On the battlefield the cohorts advanced in silence, in the triplex acies (three-line) formation, which could easily change direction and deploy in one, two or four lines. Endless training led to perfection of these tactics and most opponents, especially the Gauls and Britons, tried to smash the formations with a wild, headlong charge. This was usually ineffective and led to exhaustion and a lack of cohesion on which the legions capitalized.
The old emblems of Rome’s citizen armies – the boar, the wolf, the horse – which could be found in most armies of the ancient world were replaced in the legion by the silver eagle and carried by the aquilifer with his distinctive lion or wolf-skin headdress. The eagle, of course, had been pinched by the Romans from the personal badge of Ptolemy II.
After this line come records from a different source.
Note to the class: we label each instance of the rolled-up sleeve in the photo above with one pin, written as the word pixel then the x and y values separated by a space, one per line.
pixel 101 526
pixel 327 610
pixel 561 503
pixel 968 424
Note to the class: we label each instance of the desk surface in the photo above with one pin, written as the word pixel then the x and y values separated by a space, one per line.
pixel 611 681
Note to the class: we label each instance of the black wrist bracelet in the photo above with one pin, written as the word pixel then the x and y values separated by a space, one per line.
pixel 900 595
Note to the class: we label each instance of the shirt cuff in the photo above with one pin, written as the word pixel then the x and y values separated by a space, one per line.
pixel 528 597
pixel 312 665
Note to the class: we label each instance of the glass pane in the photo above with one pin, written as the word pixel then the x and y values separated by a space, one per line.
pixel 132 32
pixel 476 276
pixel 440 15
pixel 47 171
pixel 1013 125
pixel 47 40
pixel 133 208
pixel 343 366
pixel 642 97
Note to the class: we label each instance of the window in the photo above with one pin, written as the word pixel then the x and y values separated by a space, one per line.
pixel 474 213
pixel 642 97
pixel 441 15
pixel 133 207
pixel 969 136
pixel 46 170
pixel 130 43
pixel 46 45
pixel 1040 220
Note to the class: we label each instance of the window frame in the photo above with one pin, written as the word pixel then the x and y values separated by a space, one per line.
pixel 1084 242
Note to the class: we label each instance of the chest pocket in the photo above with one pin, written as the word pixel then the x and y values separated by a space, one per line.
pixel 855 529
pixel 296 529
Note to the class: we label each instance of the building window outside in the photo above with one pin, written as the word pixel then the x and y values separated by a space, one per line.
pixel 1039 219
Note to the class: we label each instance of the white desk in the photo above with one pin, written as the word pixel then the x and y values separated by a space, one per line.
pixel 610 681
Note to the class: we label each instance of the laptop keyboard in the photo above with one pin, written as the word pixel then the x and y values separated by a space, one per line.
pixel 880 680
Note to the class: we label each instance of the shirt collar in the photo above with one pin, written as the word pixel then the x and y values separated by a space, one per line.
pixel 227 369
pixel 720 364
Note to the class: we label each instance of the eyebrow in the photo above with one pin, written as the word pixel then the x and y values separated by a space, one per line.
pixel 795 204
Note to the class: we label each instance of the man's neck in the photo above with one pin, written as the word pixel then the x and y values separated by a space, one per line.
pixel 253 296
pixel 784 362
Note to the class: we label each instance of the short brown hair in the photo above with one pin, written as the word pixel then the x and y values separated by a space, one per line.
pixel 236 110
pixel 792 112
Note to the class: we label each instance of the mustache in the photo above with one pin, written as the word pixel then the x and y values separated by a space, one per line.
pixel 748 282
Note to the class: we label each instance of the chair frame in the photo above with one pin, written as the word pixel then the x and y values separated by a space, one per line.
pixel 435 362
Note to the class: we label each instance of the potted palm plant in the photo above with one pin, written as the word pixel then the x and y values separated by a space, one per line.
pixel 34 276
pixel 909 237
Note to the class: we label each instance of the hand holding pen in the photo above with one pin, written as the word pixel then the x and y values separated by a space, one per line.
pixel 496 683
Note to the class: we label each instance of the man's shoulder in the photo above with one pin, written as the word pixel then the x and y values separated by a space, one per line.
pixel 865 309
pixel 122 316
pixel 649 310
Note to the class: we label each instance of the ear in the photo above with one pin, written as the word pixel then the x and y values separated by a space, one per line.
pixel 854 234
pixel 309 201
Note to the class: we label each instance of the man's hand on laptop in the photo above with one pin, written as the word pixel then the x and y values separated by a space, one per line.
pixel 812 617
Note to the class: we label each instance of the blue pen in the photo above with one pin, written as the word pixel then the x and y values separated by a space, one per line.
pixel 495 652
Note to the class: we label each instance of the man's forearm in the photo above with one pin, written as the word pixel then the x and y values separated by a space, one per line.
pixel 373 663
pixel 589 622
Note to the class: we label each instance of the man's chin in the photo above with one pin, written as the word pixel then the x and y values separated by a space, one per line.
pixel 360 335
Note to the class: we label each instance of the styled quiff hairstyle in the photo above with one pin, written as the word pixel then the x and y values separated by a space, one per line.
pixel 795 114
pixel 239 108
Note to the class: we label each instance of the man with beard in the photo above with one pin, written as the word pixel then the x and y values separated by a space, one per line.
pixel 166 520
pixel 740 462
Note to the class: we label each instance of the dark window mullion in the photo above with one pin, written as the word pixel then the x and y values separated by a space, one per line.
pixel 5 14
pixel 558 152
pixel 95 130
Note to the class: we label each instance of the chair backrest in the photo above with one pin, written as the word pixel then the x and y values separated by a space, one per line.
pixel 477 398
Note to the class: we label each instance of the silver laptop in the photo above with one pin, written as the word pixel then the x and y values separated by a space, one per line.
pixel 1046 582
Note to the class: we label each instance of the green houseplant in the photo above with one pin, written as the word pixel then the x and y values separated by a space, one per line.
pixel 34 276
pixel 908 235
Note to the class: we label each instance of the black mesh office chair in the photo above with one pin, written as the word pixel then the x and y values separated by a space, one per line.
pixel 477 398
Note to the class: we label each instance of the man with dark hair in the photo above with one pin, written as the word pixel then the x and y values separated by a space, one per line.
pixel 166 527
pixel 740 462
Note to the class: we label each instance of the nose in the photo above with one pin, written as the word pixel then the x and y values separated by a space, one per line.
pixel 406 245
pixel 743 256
But if the heart of the new professional army was the legion, the cavalry (alae) were often recruited from former enemies, especially the Iberians. They were deployed on the wings of battle formations to harass the enemy and turn a retreat into a rout. The auxiliaries served as light infantrymen, in some cases being virtually indistinguishable from the legions themselves. Specialist troops were used to build roads and bridges and to fire the highly effective ballistic weapons used in siege operations. For example, when Julius Caesar reached the River Thames in the summer of 54, he had Batavian troops with him who were experts in river crossings.